Jig Fishing: When To Fish Each Type Of Jig

Jig Fishing For Big Bass
Jig fishing can be hard, especially when choosing the right jig type to use. We reveal when to use football jigs, swim jigs, grass jigs, and round ball jigs.

So, this question comes from a viewer who wants to know more about jig head design. Specifically, they ask lot of jig heads look the same out of the package, but really what's the difference in the design? What makes one better than the other? Well, that's a really good question because there's several different types of jigs. There's round head jigs, there's football jigs, there's pointed head jigs, swim jigs, and each and every one of those actually has a place. There's not one jig universal jig head that you can use.

For example, a pointed shaped head jig, it's best you used for vegetation simply because it will slide through different forms of vegetation without getting hung up. It's not gonna collect all those weeds on it. And so it's really good for those weedy vegetation type things where the big bass actually are.

But another type of jig head design is a round head jig and that I actually really like a lot, it's not really good for weeds, but it's good for wood and rocky areas, points, and humps, and ledges, that sort of thing. I like the ones that have the eye on the top of the head because they don't get hung up as easy. They actually will go through rocks and such and come out of it. Even if you get a little bit hung up with that eye on the top on that round head design, it's easy to get them unhooked or unstuck, if you will. So, if you had that pointed head design like I mentioned earlier for vegetation, they just wedge themselves in the rocks and you're just gonna get really frustrated because you're gonna get hung up a lot and lose a lot of jigs. But the round head, that's better designed for that.

The football head jig is actually... it's named because of its football design. That's a hybrid and it works really well in those rocky areas as well, small rocks, deeper areas. I like to fish that in deep water. They're usually rocky or have some kind of a hard bottom to them and they come through really well. They don't get hung up as easy as well. Again, if you noticed that the eye of it is at the top of the head, so that aids in its ability to get through all those rocks without getting stuck or even if you do get wedged in there, they'll pop out easily. Whereas a jig head with an eye on the front, you'll actually pull it snug against the rocks and you're not gonna get them out, you're just gonna wedge it in there even tighter.
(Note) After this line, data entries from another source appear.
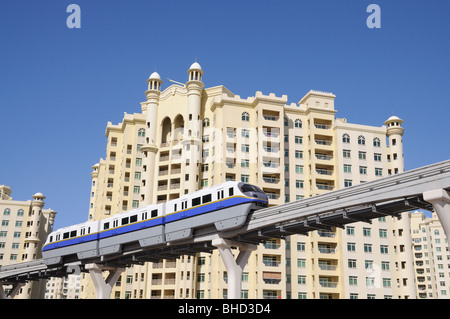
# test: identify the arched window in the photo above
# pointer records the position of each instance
(346, 138)
(376, 142)
(361, 140)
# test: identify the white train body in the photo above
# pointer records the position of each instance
(226, 206)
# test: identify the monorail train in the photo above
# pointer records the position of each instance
(226, 206)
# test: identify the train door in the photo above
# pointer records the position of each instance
(115, 224)
(220, 197)
(57, 239)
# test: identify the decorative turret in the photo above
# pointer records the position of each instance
(192, 144)
(150, 148)
(394, 133)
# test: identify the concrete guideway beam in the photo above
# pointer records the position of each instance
(440, 199)
(234, 267)
(14, 291)
(103, 287)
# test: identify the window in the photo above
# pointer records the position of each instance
(195, 201)
(361, 140)
(346, 138)
(350, 230)
(376, 142)
(299, 184)
(206, 198)
(378, 172)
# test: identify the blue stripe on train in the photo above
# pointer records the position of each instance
(153, 222)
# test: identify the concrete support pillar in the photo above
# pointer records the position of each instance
(440, 198)
(14, 291)
(103, 287)
(234, 267)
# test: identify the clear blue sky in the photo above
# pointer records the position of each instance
(59, 87)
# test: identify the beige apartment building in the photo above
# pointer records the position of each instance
(24, 228)
(187, 137)
(431, 257)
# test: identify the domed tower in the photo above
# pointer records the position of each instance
(149, 149)
(192, 143)
(394, 134)
(402, 226)
(32, 239)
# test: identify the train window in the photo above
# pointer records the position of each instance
(195, 201)
(206, 198)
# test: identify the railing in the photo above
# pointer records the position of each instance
(322, 126)
(324, 157)
(325, 187)
(323, 142)
(324, 171)
(270, 117)
(271, 180)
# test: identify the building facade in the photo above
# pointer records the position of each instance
(188, 137)
(431, 257)
(24, 229)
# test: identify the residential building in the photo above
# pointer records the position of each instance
(431, 257)
(187, 137)
(24, 228)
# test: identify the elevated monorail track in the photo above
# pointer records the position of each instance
(389, 196)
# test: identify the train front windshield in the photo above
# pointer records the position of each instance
(250, 188)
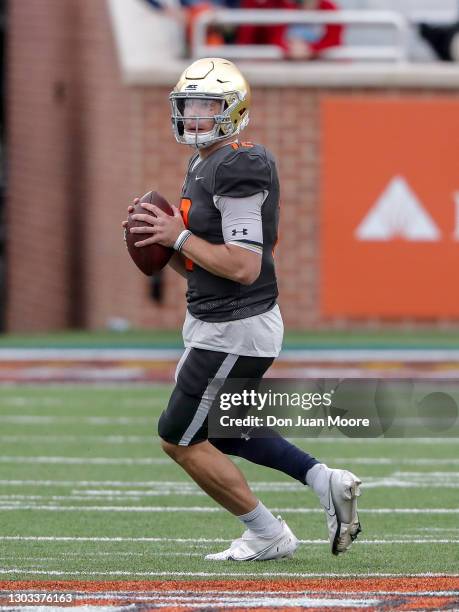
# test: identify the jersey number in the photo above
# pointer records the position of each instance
(185, 206)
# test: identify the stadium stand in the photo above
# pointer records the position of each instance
(381, 30)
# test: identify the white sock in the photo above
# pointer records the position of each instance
(261, 522)
(317, 478)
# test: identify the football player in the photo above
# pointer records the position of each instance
(224, 235)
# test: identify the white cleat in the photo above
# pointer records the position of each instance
(251, 547)
(340, 505)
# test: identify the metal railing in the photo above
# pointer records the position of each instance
(395, 52)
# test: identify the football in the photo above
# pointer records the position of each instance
(153, 257)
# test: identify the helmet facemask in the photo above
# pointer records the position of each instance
(222, 116)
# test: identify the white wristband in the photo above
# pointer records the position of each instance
(182, 238)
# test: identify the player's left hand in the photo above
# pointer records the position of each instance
(163, 228)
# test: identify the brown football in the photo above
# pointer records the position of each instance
(153, 257)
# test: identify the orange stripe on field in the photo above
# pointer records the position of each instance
(321, 585)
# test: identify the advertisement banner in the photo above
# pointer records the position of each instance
(389, 229)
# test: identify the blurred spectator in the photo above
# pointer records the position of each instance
(444, 40)
(185, 12)
(251, 34)
(307, 41)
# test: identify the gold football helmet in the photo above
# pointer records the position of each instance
(210, 102)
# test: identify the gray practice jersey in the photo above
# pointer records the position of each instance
(224, 198)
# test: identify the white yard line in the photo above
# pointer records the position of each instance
(24, 459)
(86, 460)
(232, 574)
(196, 541)
(115, 439)
(408, 478)
(210, 509)
(350, 354)
(19, 419)
(64, 439)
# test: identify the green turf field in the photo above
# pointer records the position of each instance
(85, 492)
(144, 338)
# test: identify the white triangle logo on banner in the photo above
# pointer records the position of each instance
(398, 213)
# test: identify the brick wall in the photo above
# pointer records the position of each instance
(81, 145)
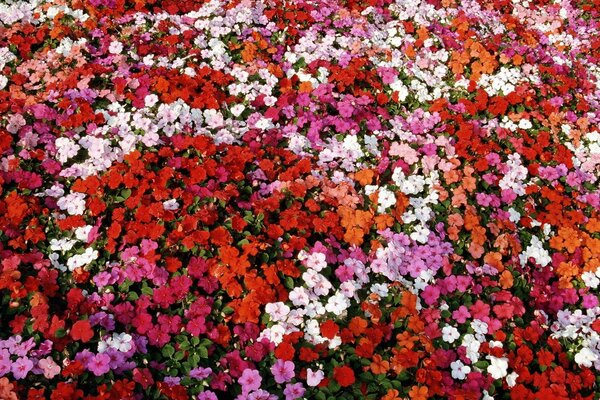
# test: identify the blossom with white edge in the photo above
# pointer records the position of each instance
(313, 378)
(74, 203)
(450, 334)
(498, 368)
(585, 358)
(115, 47)
(459, 370)
(171, 205)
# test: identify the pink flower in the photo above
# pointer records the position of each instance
(345, 109)
(99, 364)
(49, 367)
(250, 380)
(21, 367)
(461, 314)
(293, 391)
(314, 378)
(200, 373)
(5, 362)
(283, 371)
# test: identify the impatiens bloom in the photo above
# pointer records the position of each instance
(278, 199)
(250, 380)
(21, 367)
(99, 364)
(49, 367)
(313, 378)
(283, 371)
(294, 391)
(498, 367)
(344, 375)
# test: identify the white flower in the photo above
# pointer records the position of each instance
(115, 47)
(511, 379)
(337, 303)
(590, 279)
(150, 100)
(171, 205)
(121, 342)
(450, 334)
(65, 149)
(585, 357)
(74, 203)
(277, 311)
(238, 109)
(385, 198)
(498, 368)
(316, 261)
(472, 345)
(525, 124)
(82, 233)
(380, 288)
(313, 378)
(459, 370)
(299, 297)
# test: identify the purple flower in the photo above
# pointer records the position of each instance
(283, 371)
(293, 391)
(99, 364)
(250, 380)
(172, 380)
(200, 373)
(207, 395)
(5, 362)
(21, 367)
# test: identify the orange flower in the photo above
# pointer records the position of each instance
(392, 394)
(379, 365)
(418, 393)
(364, 177)
(506, 279)
(357, 325)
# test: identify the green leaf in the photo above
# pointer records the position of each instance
(168, 350)
(132, 296)
(147, 291)
(60, 332)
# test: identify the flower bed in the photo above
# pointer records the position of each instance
(308, 199)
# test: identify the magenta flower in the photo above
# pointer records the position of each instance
(250, 380)
(283, 371)
(293, 391)
(49, 367)
(21, 367)
(200, 373)
(5, 362)
(207, 395)
(99, 364)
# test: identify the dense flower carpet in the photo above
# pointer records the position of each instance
(351, 199)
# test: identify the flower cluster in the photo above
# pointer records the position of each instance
(370, 199)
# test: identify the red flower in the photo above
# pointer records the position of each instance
(344, 376)
(82, 330)
(329, 329)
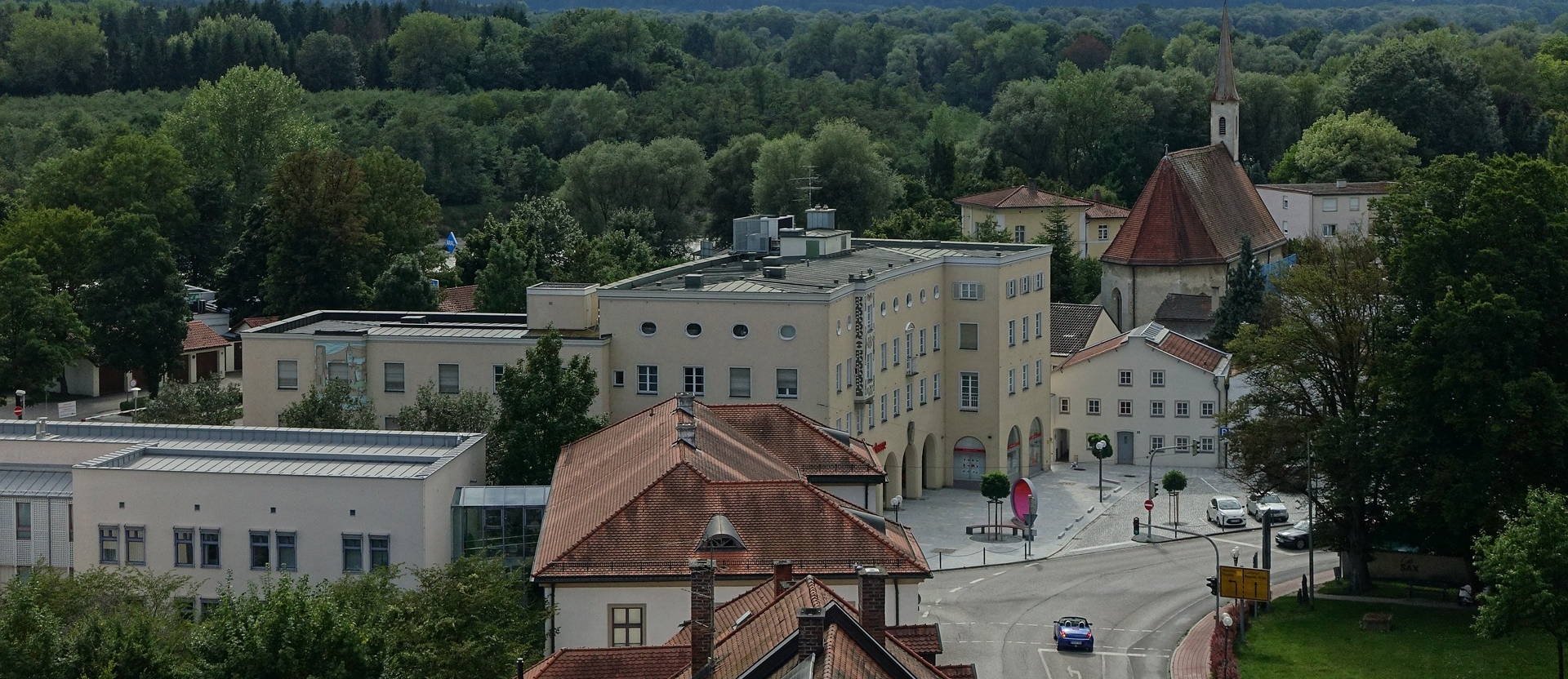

Now, the swim jig, that needs a pointed head. And actually, if you look at it on the bottom of it or near the bottom of it, it has these fins, if you will, and it is a little bit of flat design on the bottom. The way that it's designed, it helps it move through the water a lot easier without it rolling from one side or the other. So, it's designed to be pulled through the water column and look like something living, breathing that's swimming through the water. You can't really do that with, say a football jig. It's gonna wobble, then flip over and rollover or even the weedless jigs that I mentioned early for weeds, they don't have that design on the head, so it doesn't stabilize it. Swim jig is designed for it and helps it glide right through the water a lot easier. So, each jig has its pros and cons and it really...it's all about is matching the type of jig you're gonna use with the type of cover you're gonna fish to get the best results. So, that's why there's different jig head designs.